Ханс выскочил из спальни…
– Мы тут хотим пожарить вашего палтуса, – обернулся к нему Нильс. А его девчонка, на вид вполне симпатичная и добрая, вопросительно вскинула ресницы: – Можно?
Ханс ничего не сказал, лишь робко улыбнулся, не ощущая, как по мокрым щекам его катятся слезы.
Все сатанисты, в лице Толстяка и Торольва, с восторгом восприняли идею Вольфа отыскать сумасшедшую Магн и отобрать у нее какой-то там камень, то ли драгоценный, то ли черт-те какой. В общем, какой-то камень, до зарезу нужный темным потусторонним силам, и, как скупо объяснил Вольф – может быть, даже самому Князю Тьмы. Сумасшедшую Магн в городе многие знали, особенно молодежь, и троица Вольфа отнюдь не была исключением. Несмотря на помешательство, а, может быть, и благодаря ему, Магн была красива и слыла легко доступной, хотя, сказать по правде, ни один парень, ни из Гронга, ни из соседнего Намсуса, не смог бы сказать, что хоть раз переспал с ней. Тем не менее, слухи такого рода ходили, вызывая нездоровое томление среди местных подростков, лишенных маленьких радостей больших городов, где каждый чувствует себя анонимным и безнаказанным. Хорошо им там, в столице – ходи, встречайся с девчонками, никто тебе слова не скажет, да и не узнает никто – всем на тебя наплевать. Совсем другое дело здесь, в маленьком Гронме, или в том же Намсусе. Родители, знакомые, родственники вычислят враз. Могут и морду набить, бывали случаи. Так что сумасшедшая Магн считалась среди местных подростков вполне подходящей кандидатурой для быстрого и необременительного секса. Хотя вроде и поводов не давала. Ну, не давала, так, может, даст. Лишь бы вот отыскать ее.

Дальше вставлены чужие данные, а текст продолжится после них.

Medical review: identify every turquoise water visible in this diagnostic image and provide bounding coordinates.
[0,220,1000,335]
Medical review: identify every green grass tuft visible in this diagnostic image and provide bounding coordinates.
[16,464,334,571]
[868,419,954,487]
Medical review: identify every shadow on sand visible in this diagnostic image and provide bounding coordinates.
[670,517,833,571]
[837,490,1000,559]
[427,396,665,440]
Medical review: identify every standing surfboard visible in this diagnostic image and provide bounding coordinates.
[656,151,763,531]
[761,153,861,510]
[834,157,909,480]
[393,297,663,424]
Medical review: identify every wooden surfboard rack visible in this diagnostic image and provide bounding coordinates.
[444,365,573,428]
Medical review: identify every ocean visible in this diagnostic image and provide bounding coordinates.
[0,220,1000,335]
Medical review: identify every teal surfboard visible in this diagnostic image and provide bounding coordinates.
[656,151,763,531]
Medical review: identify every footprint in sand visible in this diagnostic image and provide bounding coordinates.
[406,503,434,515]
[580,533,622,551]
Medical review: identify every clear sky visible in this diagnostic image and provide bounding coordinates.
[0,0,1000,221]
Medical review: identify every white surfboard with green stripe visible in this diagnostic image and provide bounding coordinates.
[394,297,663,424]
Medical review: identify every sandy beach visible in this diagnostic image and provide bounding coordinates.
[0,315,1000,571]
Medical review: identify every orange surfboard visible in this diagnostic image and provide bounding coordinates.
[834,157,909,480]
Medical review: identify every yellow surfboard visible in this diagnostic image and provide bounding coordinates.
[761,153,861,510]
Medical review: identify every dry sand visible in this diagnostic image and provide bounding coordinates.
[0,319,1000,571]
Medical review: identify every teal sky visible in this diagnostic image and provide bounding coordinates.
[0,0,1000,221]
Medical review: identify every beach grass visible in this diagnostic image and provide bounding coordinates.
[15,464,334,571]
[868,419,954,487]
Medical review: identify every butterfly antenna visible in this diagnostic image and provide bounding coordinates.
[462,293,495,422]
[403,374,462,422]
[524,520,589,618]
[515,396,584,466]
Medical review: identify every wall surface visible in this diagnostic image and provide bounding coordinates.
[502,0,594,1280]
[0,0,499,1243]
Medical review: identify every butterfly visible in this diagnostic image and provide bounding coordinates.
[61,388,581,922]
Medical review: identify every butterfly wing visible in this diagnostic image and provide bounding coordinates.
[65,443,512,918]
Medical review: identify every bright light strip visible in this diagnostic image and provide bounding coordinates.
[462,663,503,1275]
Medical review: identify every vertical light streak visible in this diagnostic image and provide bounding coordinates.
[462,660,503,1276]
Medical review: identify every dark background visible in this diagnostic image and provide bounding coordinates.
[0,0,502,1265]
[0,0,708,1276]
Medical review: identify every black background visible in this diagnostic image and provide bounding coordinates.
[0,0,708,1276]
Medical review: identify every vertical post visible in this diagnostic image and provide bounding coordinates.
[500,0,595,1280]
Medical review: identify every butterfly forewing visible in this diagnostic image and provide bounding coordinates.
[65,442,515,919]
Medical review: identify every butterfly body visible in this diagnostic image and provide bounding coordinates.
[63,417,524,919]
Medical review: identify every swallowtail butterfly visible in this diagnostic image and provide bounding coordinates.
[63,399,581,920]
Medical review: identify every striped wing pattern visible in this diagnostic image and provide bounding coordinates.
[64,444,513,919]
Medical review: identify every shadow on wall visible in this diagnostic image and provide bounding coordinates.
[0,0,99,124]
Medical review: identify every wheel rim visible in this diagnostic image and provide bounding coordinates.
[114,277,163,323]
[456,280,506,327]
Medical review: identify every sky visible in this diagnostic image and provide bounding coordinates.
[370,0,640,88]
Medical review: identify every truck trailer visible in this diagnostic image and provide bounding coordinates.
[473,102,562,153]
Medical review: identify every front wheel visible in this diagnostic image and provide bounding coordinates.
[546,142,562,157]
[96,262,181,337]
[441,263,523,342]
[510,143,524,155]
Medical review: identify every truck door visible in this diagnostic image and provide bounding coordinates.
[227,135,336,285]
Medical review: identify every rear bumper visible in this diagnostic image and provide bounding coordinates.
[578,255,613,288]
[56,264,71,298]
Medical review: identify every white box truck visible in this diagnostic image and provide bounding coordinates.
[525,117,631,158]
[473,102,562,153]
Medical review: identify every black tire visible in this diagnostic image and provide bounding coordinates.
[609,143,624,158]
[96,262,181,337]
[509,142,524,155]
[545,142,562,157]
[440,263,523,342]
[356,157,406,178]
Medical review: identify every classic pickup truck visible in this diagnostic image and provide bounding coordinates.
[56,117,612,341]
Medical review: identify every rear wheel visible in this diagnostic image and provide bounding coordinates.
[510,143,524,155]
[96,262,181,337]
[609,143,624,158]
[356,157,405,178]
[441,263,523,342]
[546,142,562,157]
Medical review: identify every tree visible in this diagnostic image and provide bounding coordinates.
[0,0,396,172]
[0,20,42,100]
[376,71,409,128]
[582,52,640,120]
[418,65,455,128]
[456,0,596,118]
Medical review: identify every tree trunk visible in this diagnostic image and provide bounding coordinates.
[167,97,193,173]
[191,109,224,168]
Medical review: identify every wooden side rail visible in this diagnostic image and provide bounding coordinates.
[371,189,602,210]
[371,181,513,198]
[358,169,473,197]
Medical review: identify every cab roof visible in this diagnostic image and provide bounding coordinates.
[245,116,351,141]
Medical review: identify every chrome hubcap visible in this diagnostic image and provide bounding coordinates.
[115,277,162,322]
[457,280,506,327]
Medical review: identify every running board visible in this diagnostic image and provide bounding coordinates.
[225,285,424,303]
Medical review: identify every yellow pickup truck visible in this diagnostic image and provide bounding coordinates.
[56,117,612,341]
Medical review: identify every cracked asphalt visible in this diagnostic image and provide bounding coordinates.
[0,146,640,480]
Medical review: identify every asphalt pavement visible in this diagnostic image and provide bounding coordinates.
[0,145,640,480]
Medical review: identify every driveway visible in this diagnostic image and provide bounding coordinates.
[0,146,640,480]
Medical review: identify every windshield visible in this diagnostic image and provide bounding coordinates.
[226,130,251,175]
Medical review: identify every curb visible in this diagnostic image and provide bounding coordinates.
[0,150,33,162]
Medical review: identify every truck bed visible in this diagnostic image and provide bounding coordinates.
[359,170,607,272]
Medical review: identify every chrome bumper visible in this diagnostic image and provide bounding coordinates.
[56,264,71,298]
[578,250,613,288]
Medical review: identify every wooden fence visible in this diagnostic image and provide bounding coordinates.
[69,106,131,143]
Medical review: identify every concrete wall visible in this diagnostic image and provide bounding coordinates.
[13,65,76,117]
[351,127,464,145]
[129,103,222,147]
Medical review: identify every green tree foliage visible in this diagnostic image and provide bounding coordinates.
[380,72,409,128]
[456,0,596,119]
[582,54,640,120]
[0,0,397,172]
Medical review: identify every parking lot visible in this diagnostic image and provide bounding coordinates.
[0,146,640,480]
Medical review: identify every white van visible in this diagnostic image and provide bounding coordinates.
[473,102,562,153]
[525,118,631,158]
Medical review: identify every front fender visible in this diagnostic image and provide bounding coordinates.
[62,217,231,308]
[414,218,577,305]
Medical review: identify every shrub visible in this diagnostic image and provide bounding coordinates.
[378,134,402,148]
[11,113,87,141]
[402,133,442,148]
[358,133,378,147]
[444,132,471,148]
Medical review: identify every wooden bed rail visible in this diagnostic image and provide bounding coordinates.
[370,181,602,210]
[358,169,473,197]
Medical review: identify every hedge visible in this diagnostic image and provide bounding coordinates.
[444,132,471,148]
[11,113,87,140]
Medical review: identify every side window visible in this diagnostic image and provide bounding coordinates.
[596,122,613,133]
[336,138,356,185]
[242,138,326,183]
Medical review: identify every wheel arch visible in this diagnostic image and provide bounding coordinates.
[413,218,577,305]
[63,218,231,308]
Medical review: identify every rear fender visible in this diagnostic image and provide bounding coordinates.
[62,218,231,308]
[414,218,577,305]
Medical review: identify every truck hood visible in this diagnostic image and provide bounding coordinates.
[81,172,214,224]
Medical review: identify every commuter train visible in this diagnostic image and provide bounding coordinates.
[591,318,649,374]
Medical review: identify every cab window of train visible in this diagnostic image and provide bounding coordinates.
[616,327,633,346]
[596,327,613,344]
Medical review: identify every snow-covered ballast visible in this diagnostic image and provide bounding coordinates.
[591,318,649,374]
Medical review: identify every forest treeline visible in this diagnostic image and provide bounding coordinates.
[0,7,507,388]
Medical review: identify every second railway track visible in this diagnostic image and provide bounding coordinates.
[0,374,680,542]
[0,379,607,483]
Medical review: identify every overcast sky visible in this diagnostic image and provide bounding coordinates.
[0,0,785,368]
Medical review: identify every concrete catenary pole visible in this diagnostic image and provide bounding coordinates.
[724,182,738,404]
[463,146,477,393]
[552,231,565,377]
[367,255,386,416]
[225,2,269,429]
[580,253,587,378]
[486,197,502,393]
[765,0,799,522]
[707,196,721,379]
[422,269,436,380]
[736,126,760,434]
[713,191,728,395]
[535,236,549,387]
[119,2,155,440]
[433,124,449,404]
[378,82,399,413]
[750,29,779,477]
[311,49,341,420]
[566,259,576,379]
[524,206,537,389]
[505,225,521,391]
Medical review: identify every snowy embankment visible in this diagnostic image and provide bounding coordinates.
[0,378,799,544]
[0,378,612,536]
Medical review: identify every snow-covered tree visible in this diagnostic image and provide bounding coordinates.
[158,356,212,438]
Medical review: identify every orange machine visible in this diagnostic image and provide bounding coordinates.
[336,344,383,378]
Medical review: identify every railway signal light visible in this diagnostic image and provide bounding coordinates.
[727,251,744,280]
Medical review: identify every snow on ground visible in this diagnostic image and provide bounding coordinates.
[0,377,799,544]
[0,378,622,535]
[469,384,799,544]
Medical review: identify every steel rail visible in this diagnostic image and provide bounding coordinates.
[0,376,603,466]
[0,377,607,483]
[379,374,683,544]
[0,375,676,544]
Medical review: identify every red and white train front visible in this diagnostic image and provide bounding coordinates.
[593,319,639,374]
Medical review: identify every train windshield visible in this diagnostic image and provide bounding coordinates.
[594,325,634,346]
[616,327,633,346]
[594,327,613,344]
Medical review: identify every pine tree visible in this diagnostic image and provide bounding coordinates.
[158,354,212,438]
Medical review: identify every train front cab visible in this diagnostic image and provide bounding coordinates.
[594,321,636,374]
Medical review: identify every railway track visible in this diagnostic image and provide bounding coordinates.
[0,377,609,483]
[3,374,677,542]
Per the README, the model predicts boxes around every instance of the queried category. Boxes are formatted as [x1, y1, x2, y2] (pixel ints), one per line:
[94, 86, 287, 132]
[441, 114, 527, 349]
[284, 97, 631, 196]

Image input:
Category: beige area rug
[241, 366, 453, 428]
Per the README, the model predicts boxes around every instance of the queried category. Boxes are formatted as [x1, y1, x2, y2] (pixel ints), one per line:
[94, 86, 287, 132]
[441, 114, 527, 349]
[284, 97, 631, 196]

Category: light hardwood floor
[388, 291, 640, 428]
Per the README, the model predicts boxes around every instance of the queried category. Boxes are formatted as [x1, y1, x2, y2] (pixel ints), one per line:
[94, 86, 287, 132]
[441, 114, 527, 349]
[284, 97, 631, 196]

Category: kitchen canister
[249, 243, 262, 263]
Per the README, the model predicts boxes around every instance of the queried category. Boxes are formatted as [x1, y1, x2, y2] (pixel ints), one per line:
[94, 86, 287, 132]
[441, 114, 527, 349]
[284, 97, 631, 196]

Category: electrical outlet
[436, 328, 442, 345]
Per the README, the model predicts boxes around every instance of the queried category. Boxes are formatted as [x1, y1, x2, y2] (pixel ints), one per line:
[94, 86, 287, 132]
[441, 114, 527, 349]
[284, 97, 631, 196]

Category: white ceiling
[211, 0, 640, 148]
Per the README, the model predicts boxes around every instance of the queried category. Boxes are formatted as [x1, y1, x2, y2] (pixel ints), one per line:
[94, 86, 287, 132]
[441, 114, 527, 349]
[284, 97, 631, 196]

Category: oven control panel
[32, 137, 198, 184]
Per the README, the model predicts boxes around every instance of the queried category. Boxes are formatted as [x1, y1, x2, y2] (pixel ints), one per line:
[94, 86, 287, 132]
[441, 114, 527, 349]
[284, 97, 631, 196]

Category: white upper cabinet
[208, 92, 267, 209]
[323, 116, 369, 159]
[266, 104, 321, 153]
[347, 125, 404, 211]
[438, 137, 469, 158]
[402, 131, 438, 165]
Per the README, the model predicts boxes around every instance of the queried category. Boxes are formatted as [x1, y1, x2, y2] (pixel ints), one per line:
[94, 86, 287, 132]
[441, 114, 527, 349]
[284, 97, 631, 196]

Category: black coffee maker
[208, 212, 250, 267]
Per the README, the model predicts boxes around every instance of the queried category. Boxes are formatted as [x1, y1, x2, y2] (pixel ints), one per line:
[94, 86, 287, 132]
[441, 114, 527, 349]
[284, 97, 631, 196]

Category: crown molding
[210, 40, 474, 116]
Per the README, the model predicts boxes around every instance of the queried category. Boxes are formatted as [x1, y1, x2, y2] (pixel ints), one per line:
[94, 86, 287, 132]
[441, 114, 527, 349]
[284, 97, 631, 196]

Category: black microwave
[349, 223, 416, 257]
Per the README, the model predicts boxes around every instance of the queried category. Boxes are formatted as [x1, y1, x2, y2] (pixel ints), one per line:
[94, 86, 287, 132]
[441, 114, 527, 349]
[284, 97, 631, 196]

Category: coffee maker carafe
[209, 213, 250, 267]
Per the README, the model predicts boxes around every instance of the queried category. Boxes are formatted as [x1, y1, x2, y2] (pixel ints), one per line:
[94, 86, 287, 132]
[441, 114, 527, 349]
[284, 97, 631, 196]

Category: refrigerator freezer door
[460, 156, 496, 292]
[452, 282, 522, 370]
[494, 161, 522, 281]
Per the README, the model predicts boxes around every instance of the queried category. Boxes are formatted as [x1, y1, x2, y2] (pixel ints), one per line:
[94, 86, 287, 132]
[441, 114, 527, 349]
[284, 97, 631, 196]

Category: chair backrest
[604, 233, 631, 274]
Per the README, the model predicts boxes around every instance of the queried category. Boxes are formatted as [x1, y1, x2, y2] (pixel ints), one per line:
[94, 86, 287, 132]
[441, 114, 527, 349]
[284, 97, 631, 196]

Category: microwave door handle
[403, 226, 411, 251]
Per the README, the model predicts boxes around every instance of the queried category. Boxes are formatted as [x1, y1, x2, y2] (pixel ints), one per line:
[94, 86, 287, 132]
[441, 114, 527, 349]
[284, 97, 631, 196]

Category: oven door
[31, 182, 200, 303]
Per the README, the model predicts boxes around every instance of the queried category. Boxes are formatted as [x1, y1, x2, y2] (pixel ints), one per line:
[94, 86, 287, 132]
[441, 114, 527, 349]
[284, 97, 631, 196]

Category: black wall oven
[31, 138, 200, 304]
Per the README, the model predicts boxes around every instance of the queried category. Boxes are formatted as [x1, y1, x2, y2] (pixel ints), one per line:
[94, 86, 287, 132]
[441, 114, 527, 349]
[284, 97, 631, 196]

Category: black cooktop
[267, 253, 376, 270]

– А чего ее искать? – лениво поковырял в носу Торольв. – Позвонить в психушку, делов-то!
Он вытащил мобильник, поискал в справочнике нужный номер. Позвонив, поговорил пару минут и озадаченно обернулся к приятелям:
– В психушке ее нет!
– Это мы уже поняли, – хмуро кивнул Вольф. – Какие еще будут предложения?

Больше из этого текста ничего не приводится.